The head of California's state fire department says he's reformed how the agency hires and promotes officers.
An investigation by the State Personnel Board found CAL FIRE promoted employees to captain without considering other candidates, demoted them when that was revealed, only to promote them again a month later.
CAL FIRE Chief Ken Pimlott told the board that won’t happen again, because now a new division checks all hiring decisions.
"Before any offer can be made, the documentation goes to the hiring review unit in Sacramento," Pimlott says. "It is really the checks and balance point."
Pimlott said the review board had stopped 14 hires from going through, more than 10 percent of all those proposed.
It was a largely-amicable meeting, but Personnel Board Vice President Lauri Shanahan suggested CAL FIRE needs broader changes beyond new processes.
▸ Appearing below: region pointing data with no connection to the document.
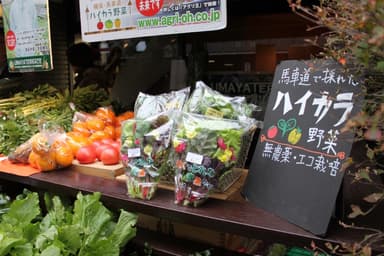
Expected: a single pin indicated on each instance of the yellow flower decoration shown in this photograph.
(190, 134)
(148, 149)
(225, 156)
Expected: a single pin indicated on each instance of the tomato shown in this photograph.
(110, 156)
(272, 132)
(294, 136)
(116, 145)
(95, 124)
(110, 131)
(106, 114)
(63, 153)
(107, 141)
(95, 144)
(100, 149)
(98, 136)
(86, 155)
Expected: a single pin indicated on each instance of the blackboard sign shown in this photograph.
(295, 170)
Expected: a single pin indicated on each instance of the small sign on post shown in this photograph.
(110, 20)
(27, 35)
(296, 168)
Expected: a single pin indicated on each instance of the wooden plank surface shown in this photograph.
(98, 169)
(232, 192)
(241, 218)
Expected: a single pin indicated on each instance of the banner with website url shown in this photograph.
(103, 20)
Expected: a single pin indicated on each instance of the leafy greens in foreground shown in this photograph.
(85, 229)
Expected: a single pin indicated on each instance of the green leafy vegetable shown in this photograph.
(85, 229)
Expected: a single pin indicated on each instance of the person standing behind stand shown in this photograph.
(82, 58)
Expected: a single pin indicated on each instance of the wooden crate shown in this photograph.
(232, 191)
(99, 169)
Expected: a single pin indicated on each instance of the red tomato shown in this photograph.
(86, 155)
(95, 144)
(107, 141)
(116, 145)
(110, 156)
(100, 149)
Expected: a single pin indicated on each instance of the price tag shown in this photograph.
(194, 158)
(134, 152)
(213, 112)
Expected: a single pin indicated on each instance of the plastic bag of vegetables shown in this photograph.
(206, 101)
(49, 149)
(203, 149)
(149, 105)
(145, 145)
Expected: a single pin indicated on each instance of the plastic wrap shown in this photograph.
(145, 145)
(150, 105)
(206, 101)
(49, 149)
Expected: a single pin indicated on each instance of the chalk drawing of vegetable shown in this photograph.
(272, 131)
(294, 136)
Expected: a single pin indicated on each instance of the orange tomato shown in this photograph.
(110, 131)
(124, 116)
(44, 162)
(117, 132)
(81, 127)
(40, 143)
(98, 135)
(63, 153)
(106, 114)
(95, 124)
(76, 141)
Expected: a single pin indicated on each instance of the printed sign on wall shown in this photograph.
(103, 20)
(296, 168)
(27, 35)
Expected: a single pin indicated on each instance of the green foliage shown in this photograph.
(85, 229)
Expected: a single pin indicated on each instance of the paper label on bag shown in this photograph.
(134, 152)
(213, 112)
(194, 158)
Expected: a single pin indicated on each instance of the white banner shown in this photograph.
(103, 20)
(27, 35)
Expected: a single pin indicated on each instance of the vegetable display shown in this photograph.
(144, 149)
(21, 113)
(203, 149)
(85, 228)
(206, 101)
(149, 105)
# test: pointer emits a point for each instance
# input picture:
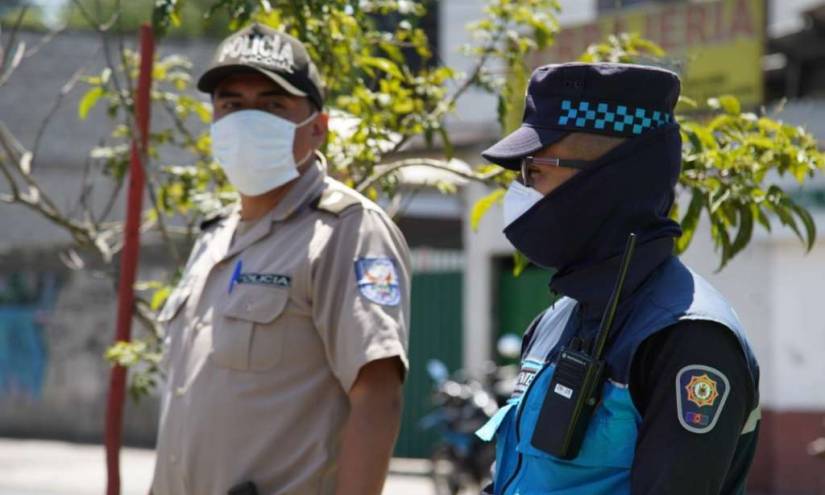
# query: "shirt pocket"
(246, 335)
(174, 303)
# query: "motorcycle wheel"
(445, 472)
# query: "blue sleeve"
(691, 384)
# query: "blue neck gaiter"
(585, 221)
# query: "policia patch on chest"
(264, 279)
(701, 392)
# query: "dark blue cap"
(621, 100)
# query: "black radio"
(575, 389)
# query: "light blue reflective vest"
(671, 294)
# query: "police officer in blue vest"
(674, 409)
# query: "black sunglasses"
(527, 161)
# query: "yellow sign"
(716, 46)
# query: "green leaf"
(807, 222)
(88, 101)
(520, 262)
(159, 297)
(745, 233)
(730, 104)
(481, 207)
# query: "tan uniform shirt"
(266, 334)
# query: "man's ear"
(321, 125)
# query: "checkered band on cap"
(611, 118)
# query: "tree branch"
(443, 165)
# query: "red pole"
(129, 260)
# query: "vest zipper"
(518, 428)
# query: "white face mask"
(518, 199)
(254, 148)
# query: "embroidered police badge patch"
(378, 281)
(701, 392)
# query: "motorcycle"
(461, 461)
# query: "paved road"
(33, 467)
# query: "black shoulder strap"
(527, 340)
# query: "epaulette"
(213, 220)
(336, 200)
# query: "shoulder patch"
(377, 280)
(336, 200)
(701, 392)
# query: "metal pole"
(129, 260)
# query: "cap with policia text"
(622, 100)
(277, 55)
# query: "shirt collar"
(305, 189)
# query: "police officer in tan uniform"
(287, 335)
"This is no small problem. I know you know that and you’ve acknowledged that and you’re here in good faith trying to fix that. But it is more than checking boxes. It is more than doing forms," Shanahan says. "I mean, your house blew down because the foundation wasn’t strong."
Investigations into CAL FIRE the past two years—sparked by a murder—found widespread academic cheating, drinking on the job, and sexual misconduct.
Governor Jerry Brown put $4 million in his latest budget proposal to add what’s essentially an internal affairs unit to the department.